Los fines para lo cual fue diseñado este torneo élite del béisbol cubano se cumplieron con creces, al elevar considerablemente el "techo'' de la pelota antillana. Si fuéramos a categorizarla diríamos que las Selectivas llegaron a exhibir en su mejor momento un nivel similar a Triple A y contaron con individualidades que podían brillar en el más exigente béisbol del mundo.

Las Series Selectivas eran más fuertes que las Nacionales y los torneos internacionales en que Cuba participaba.

En 1995 murieron lamentablemente las Selectivas y se sustituyeron con otros fracasados experimentos competitivos.

Debe retomarse un campeonato que logre una eficiente selectividad, pero no dividir la temporada en dos torneos.

Más importante es tener una Serie Nacional donde se concentren los mejores peloteros y permita levantar la decaída calidad de la pelota cubana, aunque no puede ser la única medida para lograr ese fin.

La Serie Nacional de 90 partidos debe mantenerse en aras de conservar estabilidad en cuanto a estadísticas y récords.

No se debe aumentar la cifra de partidos porque después vendrían los playoffs y los eventos internacionales del equipo Cuba. Esa serie debe contar con seis equipos integrados de manera que se conserve un poco la territorialidad, que no debe perderse en aras del espectáculo.

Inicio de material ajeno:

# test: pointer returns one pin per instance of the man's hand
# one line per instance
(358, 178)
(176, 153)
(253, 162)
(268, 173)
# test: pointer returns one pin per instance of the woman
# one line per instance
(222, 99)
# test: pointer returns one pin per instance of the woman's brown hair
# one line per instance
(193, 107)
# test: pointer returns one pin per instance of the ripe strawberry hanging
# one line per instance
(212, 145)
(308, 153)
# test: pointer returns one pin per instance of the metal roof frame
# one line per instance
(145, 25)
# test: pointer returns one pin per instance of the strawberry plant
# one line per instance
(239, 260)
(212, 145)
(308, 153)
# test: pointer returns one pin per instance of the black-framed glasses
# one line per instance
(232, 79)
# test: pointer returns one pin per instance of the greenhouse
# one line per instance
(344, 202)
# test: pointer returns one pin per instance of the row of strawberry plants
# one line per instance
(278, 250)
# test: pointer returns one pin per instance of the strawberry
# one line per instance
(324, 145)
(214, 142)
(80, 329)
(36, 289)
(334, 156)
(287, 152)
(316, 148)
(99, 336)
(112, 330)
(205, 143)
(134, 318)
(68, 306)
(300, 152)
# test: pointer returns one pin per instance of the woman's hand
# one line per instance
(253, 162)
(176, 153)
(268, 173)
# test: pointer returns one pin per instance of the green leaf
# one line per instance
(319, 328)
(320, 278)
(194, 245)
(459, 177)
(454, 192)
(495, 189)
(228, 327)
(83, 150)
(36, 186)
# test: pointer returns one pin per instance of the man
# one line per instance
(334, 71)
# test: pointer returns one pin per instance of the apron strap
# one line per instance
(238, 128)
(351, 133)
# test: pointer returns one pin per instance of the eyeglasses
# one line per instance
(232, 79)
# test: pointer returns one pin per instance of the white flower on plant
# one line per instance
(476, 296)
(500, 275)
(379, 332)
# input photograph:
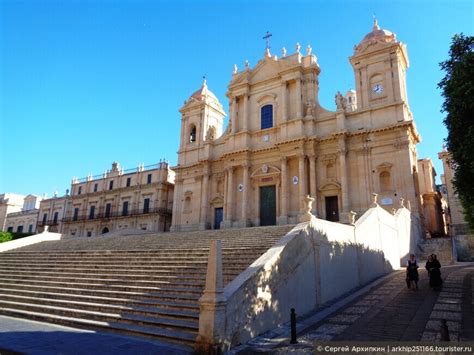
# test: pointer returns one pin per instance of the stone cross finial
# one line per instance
(374, 199)
(308, 206)
(297, 47)
(402, 202)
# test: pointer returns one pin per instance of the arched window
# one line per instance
(266, 116)
(192, 134)
(385, 181)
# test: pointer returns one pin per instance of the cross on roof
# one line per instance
(267, 39)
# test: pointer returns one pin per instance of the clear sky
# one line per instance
(84, 83)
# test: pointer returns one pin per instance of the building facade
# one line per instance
(24, 221)
(281, 144)
(140, 198)
(51, 213)
(458, 224)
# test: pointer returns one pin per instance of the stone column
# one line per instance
(245, 118)
(302, 180)
(284, 100)
(234, 115)
(298, 99)
(283, 218)
(312, 181)
(245, 197)
(344, 181)
(204, 200)
(230, 197)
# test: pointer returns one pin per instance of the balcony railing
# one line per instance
(119, 214)
(47, 223)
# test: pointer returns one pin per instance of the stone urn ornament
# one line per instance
(308, 206)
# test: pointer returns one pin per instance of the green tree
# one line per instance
(458, 92)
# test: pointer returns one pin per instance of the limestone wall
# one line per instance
(313, 264)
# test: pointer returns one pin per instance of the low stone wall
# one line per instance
(314, 263)
(33, 239)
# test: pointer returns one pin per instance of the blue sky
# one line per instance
(84, 83)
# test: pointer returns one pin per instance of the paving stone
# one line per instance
(435, 325)
(344, 318)
(356, 310)
(446, 315)
(447, 307)
(331, 329)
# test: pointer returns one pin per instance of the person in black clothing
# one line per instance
(434, 271)
(412, 272)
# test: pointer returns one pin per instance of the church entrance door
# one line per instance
(267, 205)
(332, 209)
(218, 216)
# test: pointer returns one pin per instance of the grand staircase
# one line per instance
(144, 285)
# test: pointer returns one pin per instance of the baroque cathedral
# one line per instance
(280, 145)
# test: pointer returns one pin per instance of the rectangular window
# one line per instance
(266, 113)
(76, 214)
(92, 212)
(108, 209)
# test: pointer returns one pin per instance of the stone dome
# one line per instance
(377, 35)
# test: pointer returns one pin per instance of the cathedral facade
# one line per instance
(281, 145)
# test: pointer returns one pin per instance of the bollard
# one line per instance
(444, 330)
(293, 327)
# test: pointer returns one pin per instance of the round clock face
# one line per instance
(377, 89)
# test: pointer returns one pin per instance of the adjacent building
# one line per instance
(140, 198)
(281, 144)
(24, 220)
(458, 224)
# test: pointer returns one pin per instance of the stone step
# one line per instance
(107, 281)
(158, 295)
(178, 305)
(175, 336)
(105, 316)
(182, 289)
(192, 315)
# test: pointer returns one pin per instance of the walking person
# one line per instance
(412, 272)
(433, 267)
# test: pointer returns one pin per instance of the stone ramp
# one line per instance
(145, 285)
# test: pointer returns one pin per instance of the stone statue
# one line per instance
(297, 47)
(309, 108)
(374, 199)
(308, 206)
(340, 101)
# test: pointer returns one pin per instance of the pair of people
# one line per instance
(432, 266)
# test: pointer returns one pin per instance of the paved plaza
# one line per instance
(383, 311)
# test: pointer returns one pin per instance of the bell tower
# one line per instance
(202, 120)
(380, 62)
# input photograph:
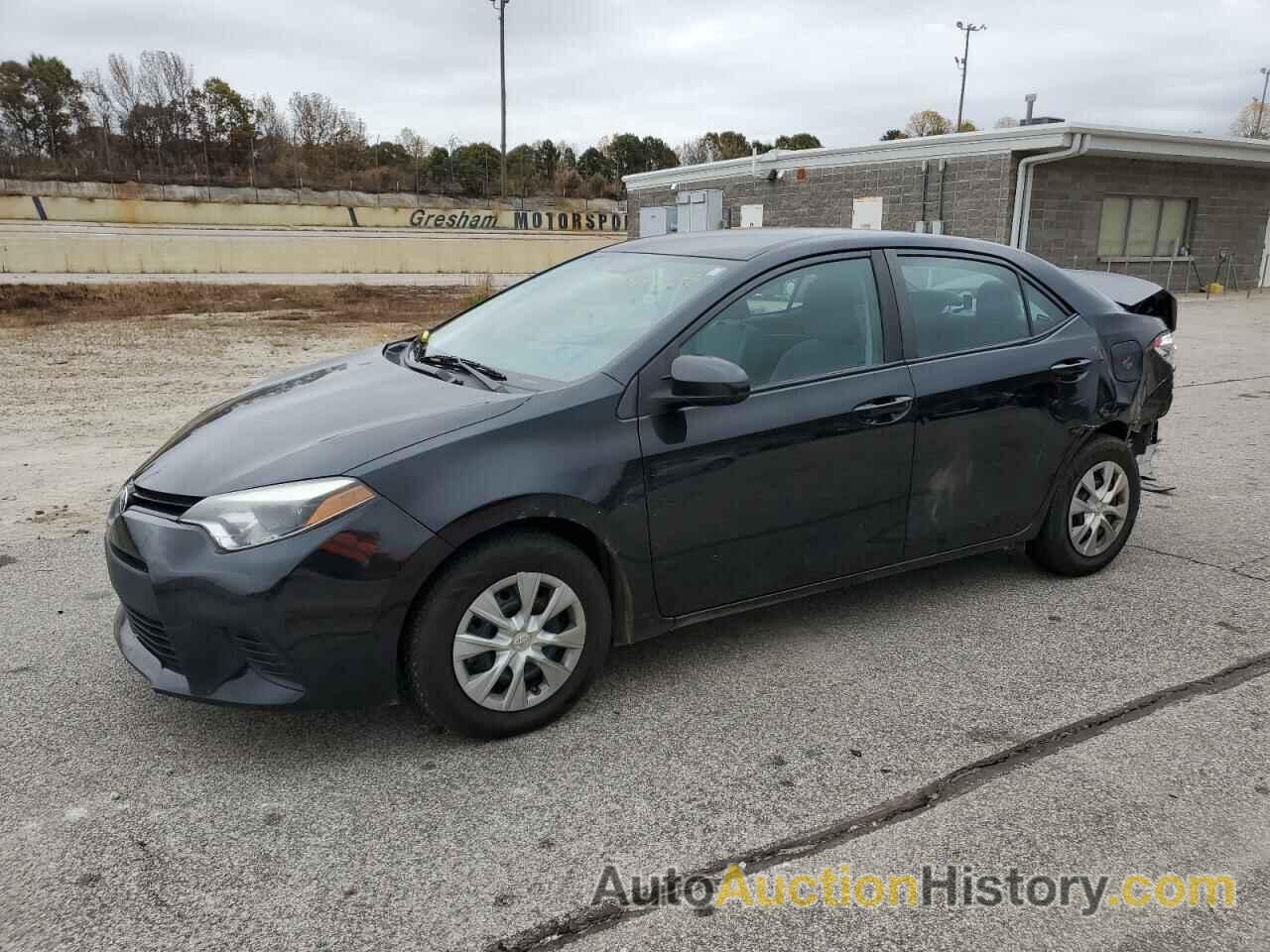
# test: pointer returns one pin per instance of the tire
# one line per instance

Esa cifra de equipos concentraría la calidad, elevaría el techo del béisbol, levantaría el interés del público y su asistencia a los estadios, que en la actualidad sólo se cumple durante la postemporada. Simultáneamente existiría una segunda división con los 16 equipos de la actual Serie Nacional.

Los seis contendientes de la Serie Nacional pudieran estar integrados de la siguiente manera: Serranos, con peloteros de los equipos Guantánamo y Santiago de Cuba. Mineros, integrado por Las Tunas, Granma y Holguín. Camagüeyanos o Ganaderos, por Camagüey y Ciego de Avila. Las Villas o Azucareros, por Cienfuegos, Villa Clara y Sancti Spíritus. Industriales, por los actuales azules de igual nombre, Metropolitanos y Habana. Y el más controvertido territorialmente: Occidentales, integrado por Pinar del Rio, Matanzas e Isla de La Juventud.

Dos torneos en una temporada sería algo desacertado y poco serio, científico y profesional.

Además, los jugadores estarían sometidos a constantes entrenamientos y competencias: Nacional, Selectiva y eventos internacionales. No olvidar que los peloteros cubanos son profesionales, aunque mal pagados y nunca por su real trabajo.

En esas seis novenas estarían los mejores peloteros y los pendientes a subir, mientras se desarrollan los valores en el torneo de 16 equipos.

Los nombres de equipos es una arista importante, pero no la única.

En las últimas décadas Cuba ha trabajado muy mal en el aspecto comercial del béisbol y en buscar nuevas fórmulas que mejoren el espectáculo.